Minggu, 10 Agustus 2025
Beranda / Ekonomi / Prof Agussabti Dorong Pengembangan Kacang Koro Pedang Solusi Atasi Kedelai Impor di Aceh

Prof Agussabti Dorong Pengembangan Kacang Koro Pedang Solusi Atasi Kedelai Impor di Aceh

Minggu, 10 Agustus 2025 13:30 WIB

Font: Ukuran: - +

Reporter : Naufal Habibi

Guru besar Universitas Syiah Kuala (USK), Prof. Dr. Ir. Agussabti, M.Si, meninjau langsung lahan budidaya kacang koro yang dikelola Rumoh Pangan Aceh, di Gampong Angan, Kecamatan Darussalam, Aceh Besar, Sabtu, 9 Agustus 2025. Foto: Naufal Habibi/dialeksis.com.

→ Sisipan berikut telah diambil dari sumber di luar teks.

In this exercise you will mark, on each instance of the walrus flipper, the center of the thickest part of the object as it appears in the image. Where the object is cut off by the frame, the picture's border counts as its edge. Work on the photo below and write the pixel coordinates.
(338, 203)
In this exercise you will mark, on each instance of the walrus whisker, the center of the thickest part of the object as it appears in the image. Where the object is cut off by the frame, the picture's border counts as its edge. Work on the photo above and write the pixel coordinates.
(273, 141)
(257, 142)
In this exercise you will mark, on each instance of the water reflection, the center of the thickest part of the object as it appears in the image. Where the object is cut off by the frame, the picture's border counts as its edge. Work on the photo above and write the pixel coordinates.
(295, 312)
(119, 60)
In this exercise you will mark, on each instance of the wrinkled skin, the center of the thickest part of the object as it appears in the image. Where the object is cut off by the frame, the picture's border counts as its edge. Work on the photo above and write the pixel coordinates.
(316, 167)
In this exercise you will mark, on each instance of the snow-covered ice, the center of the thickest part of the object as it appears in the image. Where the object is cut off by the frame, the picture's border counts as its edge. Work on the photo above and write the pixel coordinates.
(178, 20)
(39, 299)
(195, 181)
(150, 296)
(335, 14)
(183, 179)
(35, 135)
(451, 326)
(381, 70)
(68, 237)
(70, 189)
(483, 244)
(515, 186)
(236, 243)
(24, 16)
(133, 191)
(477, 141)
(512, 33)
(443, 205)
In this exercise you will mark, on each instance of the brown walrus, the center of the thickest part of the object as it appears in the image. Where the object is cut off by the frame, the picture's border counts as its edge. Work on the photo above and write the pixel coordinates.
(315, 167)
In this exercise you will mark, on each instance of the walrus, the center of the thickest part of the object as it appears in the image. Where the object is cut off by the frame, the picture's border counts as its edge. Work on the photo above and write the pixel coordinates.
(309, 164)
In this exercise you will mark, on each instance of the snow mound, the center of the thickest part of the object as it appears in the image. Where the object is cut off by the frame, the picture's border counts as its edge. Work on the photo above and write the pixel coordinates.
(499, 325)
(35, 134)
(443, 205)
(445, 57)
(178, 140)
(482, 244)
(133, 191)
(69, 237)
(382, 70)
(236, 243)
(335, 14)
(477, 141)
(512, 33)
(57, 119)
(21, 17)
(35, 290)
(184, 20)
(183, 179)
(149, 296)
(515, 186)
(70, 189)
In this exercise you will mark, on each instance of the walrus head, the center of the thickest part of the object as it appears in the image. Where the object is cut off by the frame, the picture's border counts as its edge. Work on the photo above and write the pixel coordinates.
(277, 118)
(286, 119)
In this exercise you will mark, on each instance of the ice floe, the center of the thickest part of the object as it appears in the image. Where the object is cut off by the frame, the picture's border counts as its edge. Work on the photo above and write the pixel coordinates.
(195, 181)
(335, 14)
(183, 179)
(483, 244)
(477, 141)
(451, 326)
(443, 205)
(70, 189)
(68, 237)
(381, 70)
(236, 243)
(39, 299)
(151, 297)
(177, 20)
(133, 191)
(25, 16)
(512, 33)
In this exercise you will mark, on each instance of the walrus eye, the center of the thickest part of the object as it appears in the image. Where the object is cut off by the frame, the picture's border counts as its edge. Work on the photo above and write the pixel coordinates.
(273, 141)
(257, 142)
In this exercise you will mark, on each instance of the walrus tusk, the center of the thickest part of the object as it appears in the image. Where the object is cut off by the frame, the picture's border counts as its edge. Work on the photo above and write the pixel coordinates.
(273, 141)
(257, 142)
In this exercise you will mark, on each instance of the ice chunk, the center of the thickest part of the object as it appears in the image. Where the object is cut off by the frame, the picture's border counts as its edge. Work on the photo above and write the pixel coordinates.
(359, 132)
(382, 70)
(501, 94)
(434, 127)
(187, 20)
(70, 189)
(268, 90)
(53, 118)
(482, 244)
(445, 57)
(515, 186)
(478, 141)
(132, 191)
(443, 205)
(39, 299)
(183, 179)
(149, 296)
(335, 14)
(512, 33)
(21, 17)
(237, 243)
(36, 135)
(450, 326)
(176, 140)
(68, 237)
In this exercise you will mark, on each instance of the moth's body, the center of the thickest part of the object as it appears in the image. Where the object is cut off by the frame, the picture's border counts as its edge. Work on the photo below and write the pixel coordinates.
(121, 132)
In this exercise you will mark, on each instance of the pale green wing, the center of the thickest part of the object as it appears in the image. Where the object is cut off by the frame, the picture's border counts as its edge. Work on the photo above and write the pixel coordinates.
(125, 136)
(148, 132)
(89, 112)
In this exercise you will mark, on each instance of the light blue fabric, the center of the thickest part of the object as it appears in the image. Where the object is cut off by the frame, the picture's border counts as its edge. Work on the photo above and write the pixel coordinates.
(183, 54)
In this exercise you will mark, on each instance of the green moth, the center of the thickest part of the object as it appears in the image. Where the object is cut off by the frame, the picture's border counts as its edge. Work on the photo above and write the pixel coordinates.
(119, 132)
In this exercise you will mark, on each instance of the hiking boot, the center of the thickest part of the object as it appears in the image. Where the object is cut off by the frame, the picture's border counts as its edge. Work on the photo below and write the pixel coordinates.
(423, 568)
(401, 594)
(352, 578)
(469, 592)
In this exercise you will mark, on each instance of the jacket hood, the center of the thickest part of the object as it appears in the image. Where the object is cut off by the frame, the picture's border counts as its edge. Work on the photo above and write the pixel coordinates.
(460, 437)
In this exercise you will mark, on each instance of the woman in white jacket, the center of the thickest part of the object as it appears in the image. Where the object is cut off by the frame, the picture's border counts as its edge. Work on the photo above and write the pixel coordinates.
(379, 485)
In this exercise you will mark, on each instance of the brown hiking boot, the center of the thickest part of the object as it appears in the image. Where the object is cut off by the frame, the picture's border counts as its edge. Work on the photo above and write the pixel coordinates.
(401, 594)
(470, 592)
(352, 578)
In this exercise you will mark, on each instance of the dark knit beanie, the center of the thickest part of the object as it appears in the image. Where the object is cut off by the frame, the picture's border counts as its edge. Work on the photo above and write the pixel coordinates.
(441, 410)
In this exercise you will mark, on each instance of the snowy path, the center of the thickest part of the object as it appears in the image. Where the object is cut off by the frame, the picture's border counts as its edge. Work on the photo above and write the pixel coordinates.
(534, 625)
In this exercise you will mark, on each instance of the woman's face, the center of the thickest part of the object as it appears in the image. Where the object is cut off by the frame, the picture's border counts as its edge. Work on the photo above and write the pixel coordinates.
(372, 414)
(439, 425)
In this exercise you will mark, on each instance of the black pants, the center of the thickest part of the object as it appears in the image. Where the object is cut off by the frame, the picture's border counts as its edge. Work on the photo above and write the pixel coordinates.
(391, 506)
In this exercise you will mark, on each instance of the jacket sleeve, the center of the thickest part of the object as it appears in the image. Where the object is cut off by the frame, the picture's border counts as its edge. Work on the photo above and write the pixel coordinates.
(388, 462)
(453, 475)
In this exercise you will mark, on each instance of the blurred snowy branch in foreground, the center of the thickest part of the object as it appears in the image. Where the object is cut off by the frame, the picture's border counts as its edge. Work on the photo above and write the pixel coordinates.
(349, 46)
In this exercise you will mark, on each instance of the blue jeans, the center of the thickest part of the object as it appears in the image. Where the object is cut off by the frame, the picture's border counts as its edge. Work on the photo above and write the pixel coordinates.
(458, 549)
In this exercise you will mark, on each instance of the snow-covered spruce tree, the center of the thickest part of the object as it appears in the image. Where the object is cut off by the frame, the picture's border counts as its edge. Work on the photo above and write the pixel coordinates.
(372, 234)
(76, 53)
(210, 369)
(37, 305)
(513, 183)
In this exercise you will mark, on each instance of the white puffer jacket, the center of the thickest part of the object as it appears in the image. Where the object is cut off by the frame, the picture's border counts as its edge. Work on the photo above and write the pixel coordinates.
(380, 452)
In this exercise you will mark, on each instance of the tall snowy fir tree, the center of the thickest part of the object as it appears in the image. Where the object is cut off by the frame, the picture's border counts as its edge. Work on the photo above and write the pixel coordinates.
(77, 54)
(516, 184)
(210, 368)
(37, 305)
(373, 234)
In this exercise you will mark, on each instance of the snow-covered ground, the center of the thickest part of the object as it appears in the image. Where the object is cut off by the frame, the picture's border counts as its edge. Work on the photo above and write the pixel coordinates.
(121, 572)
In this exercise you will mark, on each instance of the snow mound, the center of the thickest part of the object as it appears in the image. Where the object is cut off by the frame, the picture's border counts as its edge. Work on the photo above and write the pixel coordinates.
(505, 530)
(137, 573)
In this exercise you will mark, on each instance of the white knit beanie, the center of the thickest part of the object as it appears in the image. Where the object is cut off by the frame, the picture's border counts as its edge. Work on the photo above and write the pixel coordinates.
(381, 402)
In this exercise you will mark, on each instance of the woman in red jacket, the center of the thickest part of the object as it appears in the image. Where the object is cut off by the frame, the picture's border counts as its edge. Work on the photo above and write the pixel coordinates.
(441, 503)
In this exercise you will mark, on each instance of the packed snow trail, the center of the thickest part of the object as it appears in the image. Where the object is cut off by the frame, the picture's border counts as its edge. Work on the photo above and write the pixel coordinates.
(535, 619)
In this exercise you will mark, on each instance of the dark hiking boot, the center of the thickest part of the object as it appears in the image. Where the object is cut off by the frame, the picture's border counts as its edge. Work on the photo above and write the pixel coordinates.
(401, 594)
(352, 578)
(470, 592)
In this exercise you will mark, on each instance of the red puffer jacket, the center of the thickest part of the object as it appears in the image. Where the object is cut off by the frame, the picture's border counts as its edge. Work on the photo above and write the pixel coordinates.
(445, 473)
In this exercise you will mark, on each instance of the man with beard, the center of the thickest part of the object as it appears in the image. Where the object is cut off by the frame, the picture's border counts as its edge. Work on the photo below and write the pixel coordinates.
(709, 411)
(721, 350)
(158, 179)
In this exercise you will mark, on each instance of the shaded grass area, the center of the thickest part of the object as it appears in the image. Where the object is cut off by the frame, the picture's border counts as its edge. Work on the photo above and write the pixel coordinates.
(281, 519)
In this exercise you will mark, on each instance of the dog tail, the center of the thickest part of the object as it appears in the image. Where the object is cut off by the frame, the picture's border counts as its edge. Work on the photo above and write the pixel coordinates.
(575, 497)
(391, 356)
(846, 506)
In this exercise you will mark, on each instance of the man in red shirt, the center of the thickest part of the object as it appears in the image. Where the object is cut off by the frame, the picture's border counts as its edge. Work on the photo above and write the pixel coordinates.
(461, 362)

DIALEKSIS.COM | Aceh Besar - Wakil Rektor I Bidang Akademik Universitas Syiah Kuala (USK), Prof. Dr. Ir. Agussabti, M.Si, mendorong pengembangan kacang koro pedang (Canavalia ensiformis) sebagai komoditas unggulan baru di Aceh. 

Dorongan ini ia sampaikan saat meninjau langsung lahan budidaya kacang koro yang dikelola petani mitra Rumoh Pangan Aceh, di Gampong Lampeudaya , Kecamatan Darussalam, Aceh Besar, Sabtu, 9 Agustus 2025.

“Kacang koro pedang ini memiliki potensi besar untuk dikembangkan di Aceh. Tanaman ini mudah dibudidayakan, produktif, dan bisa menjadi solusi untuk mengurangi ketergantungan kita pada kedelai impor,” ujar Prof. Agussabti kepada media dialeksis.com. 

Guru Besar Ilmu Pertanian ini menjelaskan, selama ini produksi kedelai lokal belum mampu memenuhi kebutuhan industri tahu dan tempe di Aceh.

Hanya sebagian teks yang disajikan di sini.